Today I saw the orthopaedic specialist to have his take on my MRI results. This time I was able to see the actual scan pictures & the improvement is amazing. The doctor said it has all but gone! There is still a small amount & I was aware that I will never be cured but its great to see how surprised the doctors are with the results. I always seem to be the exception to the rule & in these circumstances, I’m happy to be.

This means that all the feeling rubbish, needles, tablets & hospital admissions have been worth it. I have also been told by the orthopaedic specialist that my visits to him can now be reduced as there is no need for any surgical intervention.

Happy days 😊

Herceptin & Pertuzumab

Yesterday I had my 3 weekly dose of Herceptin & Pertuzumab. So I thought I’d share a couple of videos showing how each of the drugs work within my body. Pertuzumab is a relatively new drug & at the moment I am 1 of only 5 patients receiving it at my hospital. It works alongside the Herceptin (trastuzumab) to help stop the Cancer cells dividing & spreading.
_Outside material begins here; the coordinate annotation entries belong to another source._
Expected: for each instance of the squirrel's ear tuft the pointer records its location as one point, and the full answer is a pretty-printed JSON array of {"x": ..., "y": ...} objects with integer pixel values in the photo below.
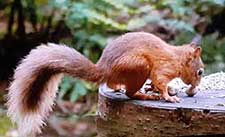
[
  {"x": 197, "y": 52},
  {"x": 196, "y": 41}
]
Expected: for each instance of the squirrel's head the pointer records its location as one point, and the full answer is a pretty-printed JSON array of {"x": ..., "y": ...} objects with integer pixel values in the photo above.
[{"x": 193, "y": 68}]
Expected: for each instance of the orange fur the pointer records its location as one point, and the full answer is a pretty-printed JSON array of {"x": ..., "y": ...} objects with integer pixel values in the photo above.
[{"x": 126, "y": 62}]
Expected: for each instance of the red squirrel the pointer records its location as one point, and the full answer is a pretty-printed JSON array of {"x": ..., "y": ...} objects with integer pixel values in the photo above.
[{"x": 127, "y": 61}]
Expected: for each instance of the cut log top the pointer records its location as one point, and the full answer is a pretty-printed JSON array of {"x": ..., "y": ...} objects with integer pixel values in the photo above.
[
  {"x": 212, "y": 100},
  {"x": 203, "y": 114}
]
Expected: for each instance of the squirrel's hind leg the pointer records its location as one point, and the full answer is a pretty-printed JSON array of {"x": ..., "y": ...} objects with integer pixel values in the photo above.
[{"x": 132, "y": 72}]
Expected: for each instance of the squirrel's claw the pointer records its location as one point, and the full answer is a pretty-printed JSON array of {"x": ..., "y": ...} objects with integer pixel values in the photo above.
[{"x": 173, "y": 99}]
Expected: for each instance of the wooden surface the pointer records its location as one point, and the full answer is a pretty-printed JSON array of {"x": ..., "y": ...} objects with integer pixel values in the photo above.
[{"x": 203, "y": 114}]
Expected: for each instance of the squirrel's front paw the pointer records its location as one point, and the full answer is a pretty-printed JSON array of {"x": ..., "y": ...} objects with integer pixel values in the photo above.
[
  {"x": 191, "y": 92},
  {"x": 172, "y": 99}
]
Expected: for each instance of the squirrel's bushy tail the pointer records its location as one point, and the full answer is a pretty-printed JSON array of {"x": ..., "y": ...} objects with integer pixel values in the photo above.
[{"x": 33, "y": 89}]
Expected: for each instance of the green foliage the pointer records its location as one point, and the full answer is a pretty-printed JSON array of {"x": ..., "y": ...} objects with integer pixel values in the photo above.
[
  {"x": 73, "y": 89},
  {"x": 92, "y": 22}
]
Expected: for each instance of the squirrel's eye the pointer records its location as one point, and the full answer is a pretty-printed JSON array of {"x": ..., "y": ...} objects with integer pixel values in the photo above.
[{"x": 200, "y": 72}]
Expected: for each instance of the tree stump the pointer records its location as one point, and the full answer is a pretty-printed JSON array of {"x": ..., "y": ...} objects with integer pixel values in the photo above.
[{"x": 202, "y": 115}]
http://vimeo.com/m/12434125

https://m.youtube.com/watch?v=e1jCDMNX4Zw

I did it!

Well I survived my weekend back to work!

I must admit I was exhausted (worked from 9:30pm to 12:30am) but I did it. I know it doesn’t sound like I did much but I’m still recovering from radiotherapy & I usually go to bed around 10pm. I really enjoyed it too. It was great to get out, earn some money & socialise (perks of being a photographer at a nightclub).

It even gave me the boost to take photos on a family walk the next day. I loved being able to get back into something I love so much & get things back on track.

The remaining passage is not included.